This document outlines methods to perform inital backfill when setting up hubble.
Use SDF ETL Data as a Source
1. Export Data to Cloud Storage and Load Data into BigQuery
- Use the EXPORT command provided by Google Cloud Platform (GCP) to export your dataset in the required format (e.g., Avro, Parquet).
- Use the LOAD command to load the exported files into your BigQuery dataset.
Example:
EXPORT DATA OPTIONS(
uri='gs://my-bucket/history-transactions/*',
format='PARQUET',
overwrite=true) AS
SELECT * FROM crypto-stellar.crypto_stellar.history_transactions;
LOAD DATA INTO mydataset.transactions
FROM FILES(
format='PARQUET',
uris = ['gs://my-bucket/history-transactions/*']
)
WITH PARTITION COLUMNS;
2. Use BigQuery API / Console to Mirror SDF's Dataset
The Stellar Development Foundation provides public access to fully transformed Stellar network data through the public datasets and tables in GCP BigQuery. Instructions on how to access this data can be found in the Connecting section.
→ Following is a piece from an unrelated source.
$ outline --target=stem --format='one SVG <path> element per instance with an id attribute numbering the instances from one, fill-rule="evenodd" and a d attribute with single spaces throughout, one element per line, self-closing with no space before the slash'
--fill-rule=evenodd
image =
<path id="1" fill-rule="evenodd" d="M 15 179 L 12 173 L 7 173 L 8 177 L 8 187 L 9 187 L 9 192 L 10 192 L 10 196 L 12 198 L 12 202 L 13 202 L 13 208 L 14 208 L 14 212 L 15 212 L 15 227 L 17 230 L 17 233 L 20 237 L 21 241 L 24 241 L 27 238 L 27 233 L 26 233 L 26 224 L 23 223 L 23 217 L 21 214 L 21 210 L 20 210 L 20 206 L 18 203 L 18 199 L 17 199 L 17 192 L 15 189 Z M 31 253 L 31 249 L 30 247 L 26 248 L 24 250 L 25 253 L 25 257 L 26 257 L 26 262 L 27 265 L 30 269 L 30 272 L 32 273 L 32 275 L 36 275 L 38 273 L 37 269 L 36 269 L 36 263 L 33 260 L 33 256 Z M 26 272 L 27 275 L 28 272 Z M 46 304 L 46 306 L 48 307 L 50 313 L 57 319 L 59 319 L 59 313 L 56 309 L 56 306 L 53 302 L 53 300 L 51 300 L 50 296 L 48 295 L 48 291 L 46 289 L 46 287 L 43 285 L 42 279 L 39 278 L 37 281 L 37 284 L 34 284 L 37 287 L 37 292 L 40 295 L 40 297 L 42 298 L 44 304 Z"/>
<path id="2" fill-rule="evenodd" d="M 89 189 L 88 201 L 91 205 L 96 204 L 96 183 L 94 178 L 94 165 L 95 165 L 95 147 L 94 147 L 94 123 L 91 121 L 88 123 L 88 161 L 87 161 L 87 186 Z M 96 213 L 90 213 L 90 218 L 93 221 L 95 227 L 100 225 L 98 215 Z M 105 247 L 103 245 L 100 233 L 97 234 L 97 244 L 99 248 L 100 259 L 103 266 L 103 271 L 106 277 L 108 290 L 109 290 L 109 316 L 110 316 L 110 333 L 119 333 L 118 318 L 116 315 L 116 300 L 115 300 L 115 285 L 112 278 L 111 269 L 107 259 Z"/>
Use the Create Table Copy statement to copy data across datasets.
CREATE [ OR REPLACE ] TABLE [ IF NOT EXISTS ] table_name
COPY source_table_name
...
[OPTIONS(table_option_list)]
Use Galexie as a Source
Galexie is a tool for extracting, processing, and exporting Stellar ledger metadata to external storage, creating a data lake of pre-processed ledger metadata. This is an upstream data source to Hubble, useful when you have a custom Stellar-ETL pipeline.
Steps
- Ensure you provide the correct value for datastore-path in Stellar-ETL command flags. This represents the name of the bucket where your Galexie instance outputs ledger close metadata.
- Set up an orchestration system like Airflow.
- In your Airflow instance, trigger the history_table_export DAG for older dates.